Avec la canicule précoce de mai, le printemps 2026 est le plus chaud jamais enregistré. Et la tendance n’est pas prête de s’arrêter. El Niño a 80 % de chances de commencer cet été, selon l’Organisation météorologique mondiale. Durant 9 mois à 1 an, ce phénomène cyclique va provoquer la hausse moyenne des températures et des événements météorologiques extrêmes au cours des prochains mois.
D’après le bulletin Info-Niño/Niña que vient de publier l’OMM, El Niño risque de survenir à 80 % entre juin et août 2026. Les Nations Unies appellent les Etats à se préparer à cet accélérateur du dérèglement climatique.
Cette année, le phénomène risque d’être particulièrement puissant. « Il exacerbera la sécheresse et les fortes pluies et augmentera le risque de vagues de chaleur à la fois sur les terres émergées et dans les océans », a expliqué la Secrétaire générale de l’OMM, Mme Celeste Saulo.
El Niño et La Niña sont des phases opposées du phénomène El Niño-oscillation australe (ENSO). Il s’agit de l’un des phénomènes climatiques naturels les plus puissants de la planète. El Niño se caractérise par une hausse des températures de surface dans le centre et l’est du Pacifique équatorial. Il se produit généralement tous les deux à sept ans et dure environ neuf à douze mois.
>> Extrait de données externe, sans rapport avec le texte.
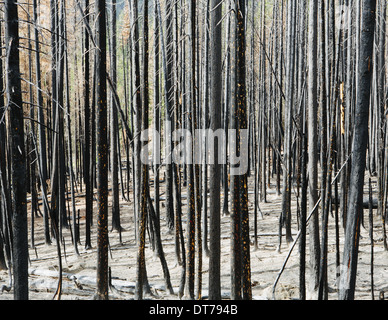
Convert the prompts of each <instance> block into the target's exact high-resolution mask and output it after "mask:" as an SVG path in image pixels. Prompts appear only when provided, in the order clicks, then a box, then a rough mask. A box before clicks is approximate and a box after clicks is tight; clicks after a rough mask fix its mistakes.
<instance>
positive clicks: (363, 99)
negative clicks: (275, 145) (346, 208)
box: [339, 0, 376, 300]
mask: <svg viewBox="0 0 388 320" xmlns="http://www.w3.org/2000/svg"><path fill="white" fill-rule="evenodd" d="M360 5H361V4H360ZM361 19H362V21H361V25H362V30H361V34H360V56H359V63H358V69H357V71H358V72H357V77H358V81H357V83H358V86H357V99H356V102H357V103H356V105H355V122H354V133H353V145H352V165H351V175H350V183H349V197H348V199H349V200H348V215H347V224H346V233H345V245H344V256H343V265H342V270H341V279H340V286H339V290H340V292H339V299H340V300H353V299H354V295H355V286H356V275H357V262H358V259H357V257H358V245H359V239H360V221H361V220H360V219H361V214H362V210H363V209H362V208H363V207H362V205H363V204H362V203H363V196H362V195H363V186H364V173H365V166H366V150H367V143H368V121H369V102H370V100H369V99H370V87H371V77H372V70H373V68H372V56H373V40H374V30H375V20H376V0H363V1H362V16H361Z"/></svg>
Le dernier épisode El Niño, survenu en 2023/24, a été l’un des cinq épisodes les plus intenses jamais enregistrés et il a joué un rôle dans les records de températures mondiales de 2024.
Parmi les effets attendus cette année :
- des chaleurs anormales en Europe durant l’été et beaucoup de pluies durant l’hiver ;
- une hausse des précipitations au sud de l’Amérique du Sud, dans le sud des États-Unis d’Amérique et dans certains secteurs de la Corne de l’Afrique et de l’Asie centrale ;
- des sécheresses en Amérique centrale, dans le nord de l’Amérique du Sud, dans les Caraïbes, en Australie, en Indonésie et dans certaines régions du sud de l’Asie ;
- des ouragans dans le centre et l’est du Pacifique durant l’été boréal.
« Les conditions El Niño jetteront de l’huile sur le feu d’une planète qui se réchauffe. Les impacts seront encore plus forts et ressentis encore plus loin. Ils traverseront les frontières à une vitesse dévastatrice. La seule réponse efficace est une action climatique à la hauteur de la crise. », a déclaré le Secrétaire général de l’ONU, M. António Guterres, dans une allocution vidéo.
Pour les Nations Unies, le retour du phénomène rappelle qu’il faut en finir avec la dépendance aux combustibles fossiles, accélérer la transition vers les énergies renouvelables, protéger les plus vulnérables et « mettre en place des systèmes d’alerte précoce pour tous ».